Treatment of refractory hepatic encephalopathy induced by spontaneous portosystemic shunt: Selective splenic vein embolization versus shunt embolization

Published:September 26, 2022DOI:


      Background and aims

      Spontaneous portosystemic shunt (SPSS) can cause refractory hepatic encephalopathy (HE) in cirrhotic patients. The embolization of the shunt (ES) can resolve the HE, while the selective embolization of the splenic vein (SESV) can treat splenorenal shunts related HE. The aim of this study was to compare the clinical outcomes of ES and SESV when applied for the treatment of SPSS-induced refractory HE in cirrhotic patients.


      Patients with refractory HE who were treated with ES or SESV were retrospectively identified. The clinical outcomes were compared and analyzed.

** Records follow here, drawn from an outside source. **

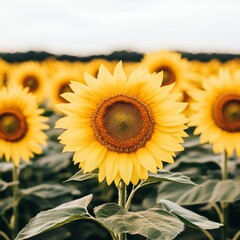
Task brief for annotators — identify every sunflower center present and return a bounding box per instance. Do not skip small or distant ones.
[212,93,240,132]
[58,83,72,102]
[92,95,154,153]
[0,109,27,142]
[23,75,39,92]
[155,66,176,86]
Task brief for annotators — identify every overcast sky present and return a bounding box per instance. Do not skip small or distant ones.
[0,0,240,56]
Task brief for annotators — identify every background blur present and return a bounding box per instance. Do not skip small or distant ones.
[0,0,240,56]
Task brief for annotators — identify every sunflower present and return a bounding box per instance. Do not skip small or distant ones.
[0,85,48,166]
[189,70,240,156]
[49,68,86,112]
[84,58,117,78]
[0,59,9,88]
[9,61,47,102]
[56,62,187,185]
[141,50,193,92]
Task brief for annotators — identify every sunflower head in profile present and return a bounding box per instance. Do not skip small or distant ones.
[84,58,117,78]
[56,62,187,185]
[48,67,83,112]
[9,61,47,102]
[0,59,10,89]
[190,70,240,156]
[0,85,48,166]
[142,50,190,91]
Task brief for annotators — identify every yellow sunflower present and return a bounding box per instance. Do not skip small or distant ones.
[141,50,194,92]
[84,58,117,78]
[9,61,47,102]
[49,68,86,111]
[56,62,187,185]
[190,70,240,156]
[0,85,48,166]
[0,59,9,88]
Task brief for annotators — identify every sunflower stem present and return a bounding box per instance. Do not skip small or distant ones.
[118,180,127,240]
[201,229,214,240]
[12,164,19,237]
[0,230,10,240]
[221,151,228,240]
[233,230,240,240]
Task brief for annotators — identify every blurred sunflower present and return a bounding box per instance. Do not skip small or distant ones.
[122,62,141,77]
[0,85,48,166]
[189,70,240,156]
[49,68,83,112]
[9,61,47,102]
[142,50,193,92]
[84,58,117,78]
[56,62,187,185]
[0,59,10,88]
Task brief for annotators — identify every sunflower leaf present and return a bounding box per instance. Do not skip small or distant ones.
[65,170,98,182]
[0,179,19,192]
[209,179,240,202]
[156,179,219,205]
[144,170,197,185]
[159,200,222,229]
[94,203,184,240]
[15,194,92,240]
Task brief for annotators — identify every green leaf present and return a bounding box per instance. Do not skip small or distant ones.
[146,170,196,185]
[0,179,19,192]
[94,203,184,240]
[15,194,92,240]
[159,200,222,229]
[65,170,98,182]
[209,179,240,202]
[21,184,70,199]
[156,179,219,205]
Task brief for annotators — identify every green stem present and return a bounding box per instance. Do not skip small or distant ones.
[12,165,19,237]
[211,203,224,223]
[0,231,10,240]
[233,231,240,240]
[91,217,118,240]
[201,229,214,240]
[222,151,228,240]
[118,180,127,240]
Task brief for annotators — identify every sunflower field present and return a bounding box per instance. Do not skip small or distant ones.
[0,50,240,240]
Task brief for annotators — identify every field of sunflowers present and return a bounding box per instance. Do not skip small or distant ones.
[0,51,240,240]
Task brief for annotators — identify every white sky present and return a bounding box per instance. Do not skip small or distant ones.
[0,0,240,56]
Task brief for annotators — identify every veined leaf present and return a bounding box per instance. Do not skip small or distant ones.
[156,179,219,205]
[94,203,184,240]
[209,179,240,202]
[21,184,70,198]
[146,170,196,185]
[159,200,222,229]
[15,195,92,240]
[0,179,19,192]
[65,170,98,182]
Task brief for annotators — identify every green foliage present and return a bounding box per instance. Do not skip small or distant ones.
[94,203,184,240]
[16,195,92,240]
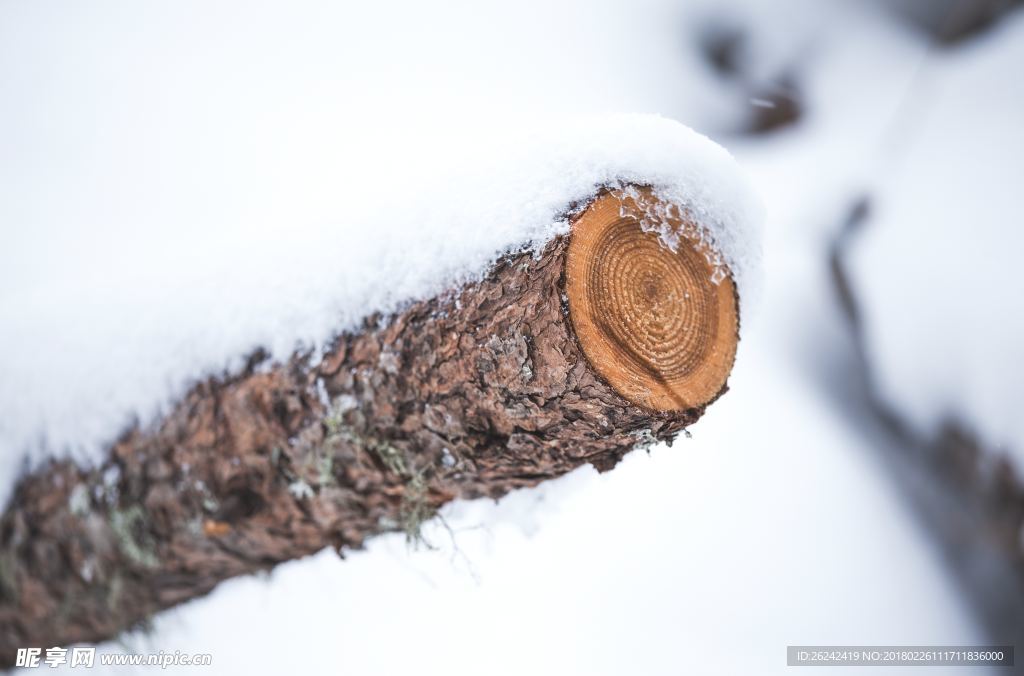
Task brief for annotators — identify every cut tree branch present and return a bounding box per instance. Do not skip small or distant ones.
[0,184,738,665]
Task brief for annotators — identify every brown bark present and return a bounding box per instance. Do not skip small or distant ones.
[0,184,735,665]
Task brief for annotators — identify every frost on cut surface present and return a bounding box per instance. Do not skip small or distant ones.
[0,1,759,508]
[851,15,1024,468]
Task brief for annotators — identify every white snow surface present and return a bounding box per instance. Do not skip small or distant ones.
[0,2,761,500]
[0,0,987,676]
[851,13,1024,469]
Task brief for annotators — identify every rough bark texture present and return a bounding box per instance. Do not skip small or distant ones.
[0,228,703,665]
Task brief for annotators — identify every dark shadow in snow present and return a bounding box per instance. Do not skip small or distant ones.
[812,193,1024,644]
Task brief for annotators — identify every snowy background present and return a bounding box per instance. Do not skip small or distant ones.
[0,0,1024,674]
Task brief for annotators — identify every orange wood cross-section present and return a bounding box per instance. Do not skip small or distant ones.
[565,187,739,411]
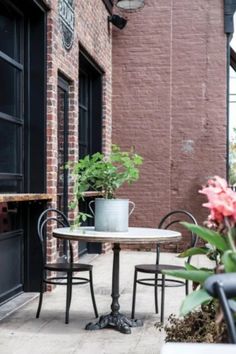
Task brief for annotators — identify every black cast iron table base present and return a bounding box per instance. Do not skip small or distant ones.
[85,313,143,334]
[85,243,143,334]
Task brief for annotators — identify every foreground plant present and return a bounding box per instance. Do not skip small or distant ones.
[164,176,236,316]
[156,303,227,343]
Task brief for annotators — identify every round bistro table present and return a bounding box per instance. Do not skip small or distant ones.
[53,227,181,334]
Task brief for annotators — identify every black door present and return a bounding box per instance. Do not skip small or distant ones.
[57,76,69,260]
[79,51,102,254]
[0,0,45,302]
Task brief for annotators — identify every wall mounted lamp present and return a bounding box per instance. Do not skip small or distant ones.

      The 6-month mortality after the ES procedure was significantly higher than that after the SESV procedure. During the 6-month follow-up, both the white blood cell and the platelet counts were significantly lower after the ES procedure than after the SESV procedure. There was a significant increase in aspartate aminotransferase levels after ES. However, the albumin levels as well as the Child–Pugh score and grade were found to be significantly improved at 6 months after the undertaking of an SESV (as compared with baseline).


      The 6-month mortality was improved after SESV (as compared with ES) in the treatment of SPSS-induced refractory HE. A prospective multicenter study for validation is warranted.